In The Reins proved to be something of a transformation for both parties. For Tucson cult legends Calexico, it was a chance to wrap their wide-screen borderline twang around songs that matched the haunting mystery of their trumpet and pedal steel-laden, majestic sweep. Sam Beam (AKA the North Carolina-based songwriter operating as Iron & Wine) , meanwhile, used the EP to make a decisive break from his whispering back-porch balladeer persona, ditching a trademark near-solo acoustic style in favour of sprawling full band arrangements on subsequent dust-blown Americana masterpiece The Shepherd's Dog.

Whereas In The Reins was essentially Beam backed by Calexico, Years to Burn is a more thorough blend of both parties. Ever-prolific, Beam contributes most of the material, but vocal duties are shared equally with Calexico's Joey Burns. There's a winning off-the-cuff looseness to the proceedings. For all their other strengths, Beam's more recent offerings have suffered somewhat from overly mannered, at times excessively busy arrangements. For most of its brief, eight song duration, Years to Burn sounds very much like an authentic document of a band playing in a room.

For all the gathered manpower, the musicians know when it's time to scale things down. The startlingly beautiful title track - Beam's songwriting markedly affecting throughout here - is little more than a haunting, slow motion whisper.
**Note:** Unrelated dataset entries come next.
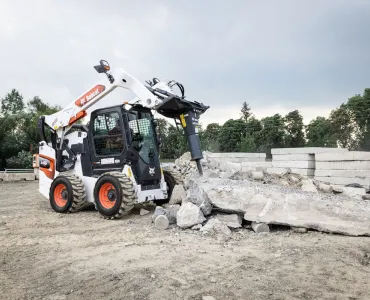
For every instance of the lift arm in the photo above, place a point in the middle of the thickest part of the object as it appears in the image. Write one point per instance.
(158, 96)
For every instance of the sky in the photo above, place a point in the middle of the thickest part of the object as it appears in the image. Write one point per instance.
(277, 56)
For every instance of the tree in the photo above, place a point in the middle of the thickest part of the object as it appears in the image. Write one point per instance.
(246, 111)
(359, 108)
(272, 134)
(343, 127)
(231, 134)
(294, 130)
(209, 137)
(12, 103)
(23, 160)
(318, 133)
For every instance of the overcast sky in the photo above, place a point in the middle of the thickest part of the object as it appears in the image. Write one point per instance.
(276, 55)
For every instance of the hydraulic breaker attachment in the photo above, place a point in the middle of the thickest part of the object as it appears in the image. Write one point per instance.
(188, 113)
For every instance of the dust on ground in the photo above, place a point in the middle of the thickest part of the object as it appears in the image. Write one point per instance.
(45, 255)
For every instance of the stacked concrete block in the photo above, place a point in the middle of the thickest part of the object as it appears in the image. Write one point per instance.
(341, 169)
(299, 161)
(239, 157)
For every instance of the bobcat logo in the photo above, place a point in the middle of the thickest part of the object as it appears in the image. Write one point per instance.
(151, 171)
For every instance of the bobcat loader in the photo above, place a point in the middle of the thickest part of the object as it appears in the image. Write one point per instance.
(113, 161)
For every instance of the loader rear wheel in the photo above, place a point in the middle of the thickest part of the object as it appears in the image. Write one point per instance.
(67, 194)
(114, 195)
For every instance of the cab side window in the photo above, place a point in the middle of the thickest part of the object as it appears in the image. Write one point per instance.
(107, 134)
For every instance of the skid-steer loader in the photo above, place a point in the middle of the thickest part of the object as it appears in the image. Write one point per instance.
(113, 160)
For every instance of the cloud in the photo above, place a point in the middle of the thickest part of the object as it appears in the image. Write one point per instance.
(276, 55)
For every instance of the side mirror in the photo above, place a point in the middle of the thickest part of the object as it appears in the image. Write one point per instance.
(103, 67)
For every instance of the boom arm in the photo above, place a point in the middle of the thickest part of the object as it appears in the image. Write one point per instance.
(159, 96)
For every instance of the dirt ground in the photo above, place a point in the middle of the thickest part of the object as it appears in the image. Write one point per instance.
(45, 255)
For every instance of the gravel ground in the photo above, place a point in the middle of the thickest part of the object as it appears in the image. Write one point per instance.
(45, 255)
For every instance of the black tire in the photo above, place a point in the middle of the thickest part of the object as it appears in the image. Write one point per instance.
(114, 195)
(67, 193)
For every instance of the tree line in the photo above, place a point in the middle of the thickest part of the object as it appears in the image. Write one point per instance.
(347, 126)
(19, 136)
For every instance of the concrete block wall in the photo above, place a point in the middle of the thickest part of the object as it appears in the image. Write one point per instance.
(336, 166)
(299, 161)
(239, 157)
(10, 177)
(343, 168)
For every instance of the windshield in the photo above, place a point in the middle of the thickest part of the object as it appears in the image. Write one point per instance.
(143, 136)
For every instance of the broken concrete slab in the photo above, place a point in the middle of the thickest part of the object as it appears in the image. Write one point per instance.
(214, 225)
(197, 227)
(178, 193)
(189, 215)
(344, 180)
(294, 179)
(353, 192)
(251, 166)
(299, 229)
(308, 186)
(170, 211)
(291, 157)
(326, 188)
(343, 173)
(144, 212)
(260, 227)
(345, 217)
(232, 221)
(307, 150)
(273, 204)
(257, 175)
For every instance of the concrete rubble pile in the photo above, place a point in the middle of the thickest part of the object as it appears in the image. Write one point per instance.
(228, 197)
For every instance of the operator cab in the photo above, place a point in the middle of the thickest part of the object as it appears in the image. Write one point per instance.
(118, 137)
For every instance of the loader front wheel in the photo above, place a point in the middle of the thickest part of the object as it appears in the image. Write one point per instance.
(67, 194)
(114, 195)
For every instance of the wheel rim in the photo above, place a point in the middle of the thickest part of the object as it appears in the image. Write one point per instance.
(107, 195)
(61, 195)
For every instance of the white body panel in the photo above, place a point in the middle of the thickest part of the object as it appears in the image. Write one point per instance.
(62, 121)
(89, 182)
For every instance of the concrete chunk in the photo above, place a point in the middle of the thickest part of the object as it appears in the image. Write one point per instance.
(293, 157)
(307, 150)
(178, 193)
(215, 226)
(268, 204)
(189, 215)
(354, 192)
(344, 180)
(144, 212)
(308, 186)
(260, 227)
(232, 221)
(278, 171)
(257, 175)
(326, 188)
(251, 166)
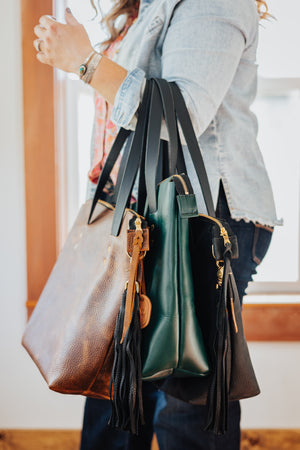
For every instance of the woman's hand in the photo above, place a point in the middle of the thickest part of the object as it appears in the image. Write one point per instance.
(64, 46)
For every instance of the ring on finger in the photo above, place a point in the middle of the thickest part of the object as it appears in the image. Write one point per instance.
(37, 45)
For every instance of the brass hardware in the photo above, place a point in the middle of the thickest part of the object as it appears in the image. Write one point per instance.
(184, 185)
(138, 224)
(137, 286)
(220, 273)
(223, 231)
Best of all is the extended, multipart "The Bitter Suite", which starts off as a Tex-Mex lament, swerves into a cloud-touching offshoot of hippie harmonising ala Crosby, Stills, Nash & Young via contemporary revivers of such vibes (ala My Morning Jacket), and lands into Beam's most moving ballad of bruised lives (with Calexico's gently clickety-clacking accompaniment creating a perfect accompaniment to Beam's imagery of leaving trains) since the mid-'00s. Hopefully it won't take until 2035 for these two perfectly matched parties to team up in the studio again.